A newer version of this documentation is available.

View Latest

UPDATE STATISTICS

  • reference
    +
    The UPDATE STATISTICS statement collects statistics on expressions over a named keyspace. These statistics are used by the cost-based optimizer when choosing the optimal plan to execute a query.

    Purpose

    The cost-based optimizer uses statistics to generate a query plan with the lowest processing cost, for SELECT, UPDATE, DELETE, MERGE, and INSERT INTO with SELECT queries.

    After creating the indexes, and before running a query, you must use the UPDATE STATISTICS statement to gather distribution statistics for the expressions used in the query. The cost-based optimizer uses these distribution statistics, together with keyspace and index statistics, to select the optimal indexes and generate the query plan.

    Syntax

    update-statistics ::= update-statistics-expressions | update-statistics-index |
                          updated-statistics-indexes | update-statistics-delete
    update-statistics-expressions | update-statistics-index | updated-statistics-indexes | update-statistics-delete

    The UPDATE STATISTICS statement provides several different syntaxes to enable you to manage statistics. For further details, refer to the following links.

    Usage

    When you use an index with a query, you typically create the index on the fields which the query uses to filter. To use the cost-based optimizer with that query, you must collect statistics on the same fields that you used to create the index.

    A query may have predicates on non-indexed fields, and you can collect statistics on those fields also to help the optimizer.

    For a query which filters on an array or array of objects, you must collect the statistics using exactly the same expression that you used to create the index.

    Result

    The statement returns an empty array.

    The UPDATE STATISTICS stores statistics in a system-like collection called N1QL_CBO_STATS. This is stored in a scope called N1QL_SYSTEM_SCOPE within a bucket called N1QL_SYSTEM_BUCKET. This bucket, scope, and collection are created automatically, if they do not already exist.
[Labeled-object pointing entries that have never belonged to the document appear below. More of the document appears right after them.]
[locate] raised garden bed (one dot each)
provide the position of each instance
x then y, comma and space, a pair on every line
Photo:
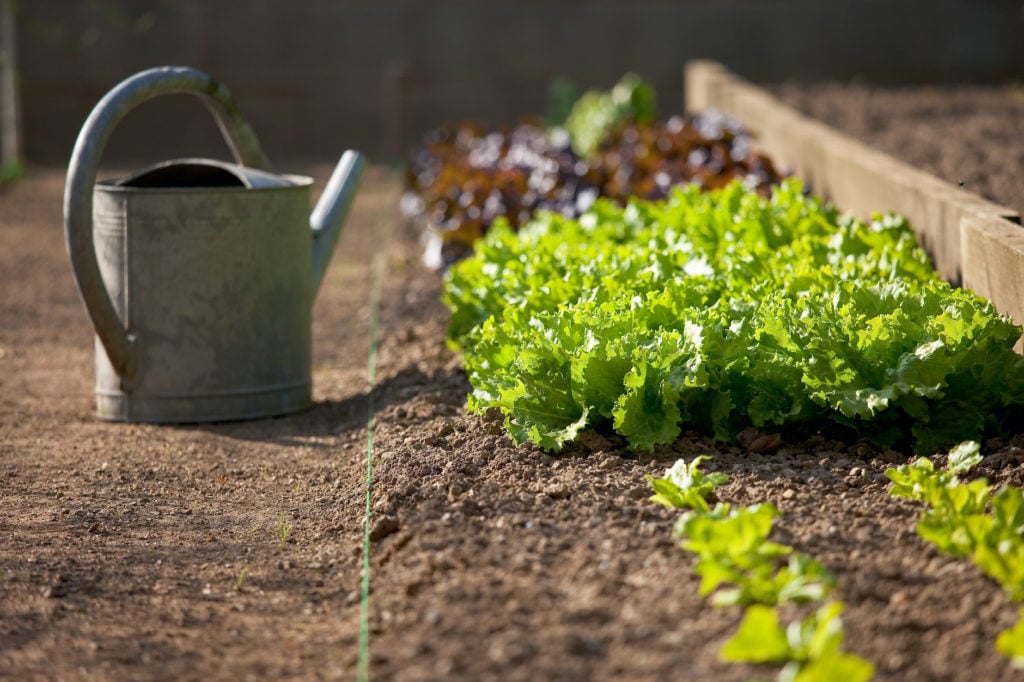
233, 550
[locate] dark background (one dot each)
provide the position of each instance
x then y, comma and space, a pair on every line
315, 77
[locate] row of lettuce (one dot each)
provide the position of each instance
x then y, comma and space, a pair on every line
719, 297
724, 309
740, 566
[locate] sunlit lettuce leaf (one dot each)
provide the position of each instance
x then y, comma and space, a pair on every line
721, 310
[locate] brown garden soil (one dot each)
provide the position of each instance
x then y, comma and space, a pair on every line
235, 551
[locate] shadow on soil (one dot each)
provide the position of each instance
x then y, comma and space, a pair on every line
332, 418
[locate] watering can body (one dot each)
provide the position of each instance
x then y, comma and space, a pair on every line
199, 274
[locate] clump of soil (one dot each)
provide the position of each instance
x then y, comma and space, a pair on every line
233, 551
968, 135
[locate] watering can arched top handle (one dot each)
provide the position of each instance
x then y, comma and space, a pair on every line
82, 177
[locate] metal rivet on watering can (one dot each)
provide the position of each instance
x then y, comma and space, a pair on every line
199, 275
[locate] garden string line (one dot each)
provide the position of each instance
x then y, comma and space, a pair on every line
363, 674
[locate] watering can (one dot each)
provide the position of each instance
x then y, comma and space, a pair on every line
199, 275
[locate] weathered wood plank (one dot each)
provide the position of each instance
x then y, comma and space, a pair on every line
846, 171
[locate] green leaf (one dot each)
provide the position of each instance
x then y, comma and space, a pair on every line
759, 639
965, 457
724, 309
836, 667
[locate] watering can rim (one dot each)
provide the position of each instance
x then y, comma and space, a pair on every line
252, 179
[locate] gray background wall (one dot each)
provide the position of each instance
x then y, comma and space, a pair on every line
317, 76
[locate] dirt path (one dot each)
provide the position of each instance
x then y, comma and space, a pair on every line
233, 551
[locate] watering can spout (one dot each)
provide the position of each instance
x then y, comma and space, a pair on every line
332, 209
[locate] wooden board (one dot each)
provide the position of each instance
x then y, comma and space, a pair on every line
973, 242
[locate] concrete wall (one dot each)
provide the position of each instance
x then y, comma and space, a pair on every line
317, 76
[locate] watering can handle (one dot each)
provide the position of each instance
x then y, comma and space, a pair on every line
82, 176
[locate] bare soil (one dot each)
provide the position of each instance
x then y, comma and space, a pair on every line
233, 551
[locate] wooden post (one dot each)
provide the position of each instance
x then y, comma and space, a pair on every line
10, 128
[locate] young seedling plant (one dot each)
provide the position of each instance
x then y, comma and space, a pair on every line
738, 565
967, 519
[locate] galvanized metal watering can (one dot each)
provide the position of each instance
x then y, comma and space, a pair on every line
199, 275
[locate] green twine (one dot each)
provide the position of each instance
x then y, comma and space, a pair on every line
363, 674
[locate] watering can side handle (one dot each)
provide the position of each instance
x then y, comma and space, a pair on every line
82, 177
332, 209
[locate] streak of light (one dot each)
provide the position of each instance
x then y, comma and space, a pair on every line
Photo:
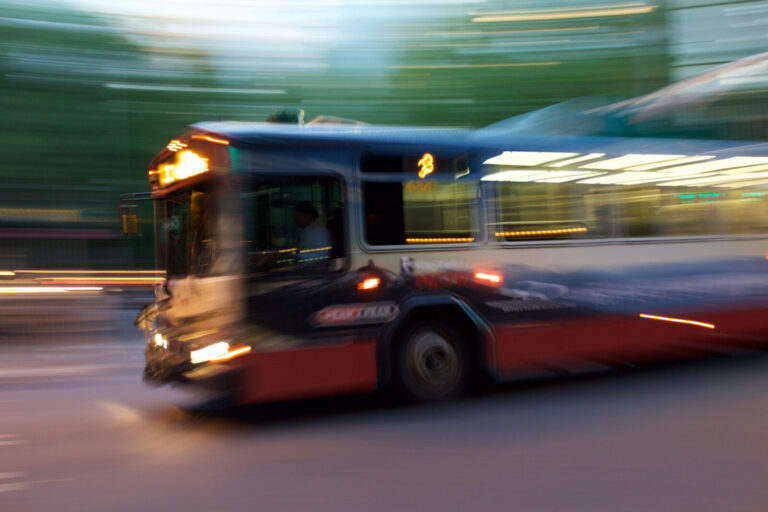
659, 165
630, 160
170, 88
583, 158
25, 271
523, 31
460, 66
677, 320
95, 282
558, 9
48, 289
527, 158
564, 15
232, 354
102, 279
743, 162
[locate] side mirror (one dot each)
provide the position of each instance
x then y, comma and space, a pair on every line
129, 219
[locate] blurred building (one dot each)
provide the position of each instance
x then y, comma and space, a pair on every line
90, 90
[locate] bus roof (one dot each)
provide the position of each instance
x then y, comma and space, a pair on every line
256, 133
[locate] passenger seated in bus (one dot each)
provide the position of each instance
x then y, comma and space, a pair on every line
314, 239
336, 229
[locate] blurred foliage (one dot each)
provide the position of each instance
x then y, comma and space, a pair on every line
89, 98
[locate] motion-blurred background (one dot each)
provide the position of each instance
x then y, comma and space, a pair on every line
91, 89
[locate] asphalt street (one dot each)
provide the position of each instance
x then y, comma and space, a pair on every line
79, 431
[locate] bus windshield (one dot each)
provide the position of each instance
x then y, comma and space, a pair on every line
186, 237
293, 224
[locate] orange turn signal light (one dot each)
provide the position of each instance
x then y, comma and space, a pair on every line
369, 284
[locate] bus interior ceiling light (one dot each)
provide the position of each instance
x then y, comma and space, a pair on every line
527, 158
369, 284
188, 164
210, 352
489, 277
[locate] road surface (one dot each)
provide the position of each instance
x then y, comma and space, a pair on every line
79, 431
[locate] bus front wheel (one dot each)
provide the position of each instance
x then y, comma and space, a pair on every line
432, 362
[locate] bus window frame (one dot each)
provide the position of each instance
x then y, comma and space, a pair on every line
492, 195
479, 221
250, 176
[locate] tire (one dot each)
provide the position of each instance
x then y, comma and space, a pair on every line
431, 362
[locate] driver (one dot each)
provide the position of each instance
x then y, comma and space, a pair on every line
314, 239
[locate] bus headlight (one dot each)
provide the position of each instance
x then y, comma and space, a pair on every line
210, 352
160, 341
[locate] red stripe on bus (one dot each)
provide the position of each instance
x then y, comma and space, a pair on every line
625, 338
308, 372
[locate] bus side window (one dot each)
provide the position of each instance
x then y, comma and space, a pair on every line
384, 222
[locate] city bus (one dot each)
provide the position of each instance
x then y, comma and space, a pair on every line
309, 260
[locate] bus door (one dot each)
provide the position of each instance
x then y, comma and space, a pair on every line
303, 302
202, 267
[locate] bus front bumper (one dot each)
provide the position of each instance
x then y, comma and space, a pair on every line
163, 367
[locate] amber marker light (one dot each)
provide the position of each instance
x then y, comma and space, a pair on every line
488, 277
677, 320
235, 352
369, 284
438, 240
211, 139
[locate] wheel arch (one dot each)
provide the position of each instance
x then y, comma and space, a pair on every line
457, 311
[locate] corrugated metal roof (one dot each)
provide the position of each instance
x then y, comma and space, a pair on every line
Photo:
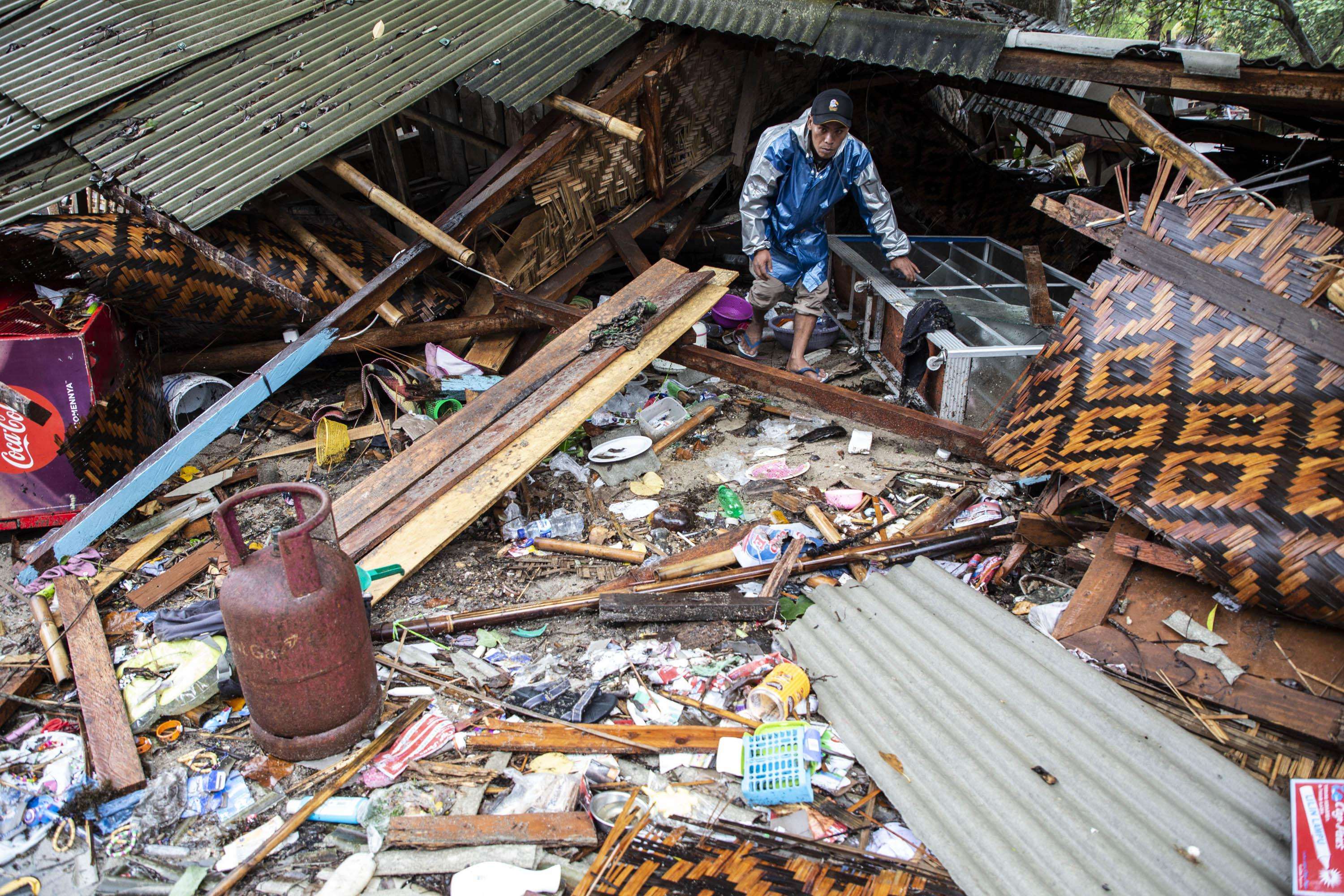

    Security for Optimizer Statistics

    Access to this bucket, scope, and collection is restricted to system administrators. Regular users do not have access to the bucket, scope, or collection. Users with system administration privileges can access or drop them. If the bucket, scope, or collection is dropped, all optimizer statistics stored in the collection will be lost. A new bucket, scope, and collection will be created again the next time an UPDATE STATISTICS statement is run.

    Memory Quota for Optimizer Statistics

    When the N1QL_SYSTEM_BUCKET is created, it has the minimum memory quota of 100 MB. It is recommended that system administrators monitor the memory usage of this bucket. For large clusters, when this bucket gets big, increase the memory quota for this bucket such that it does not fall under 15% memory-resident. (This is recommended for all buckets to avoid potential issues with rebalancing, etc.)

    Optimizer Statistics for Multiple Query Nodes

    When a cluster has multiple Query nodes, statistics gathered from one Query node via the UPDATE STATISTICS statement are automatically propagated to the other Query nodes. It is not necessary to run UPDATE STATISTICS with the same index expression for multiple query nodes.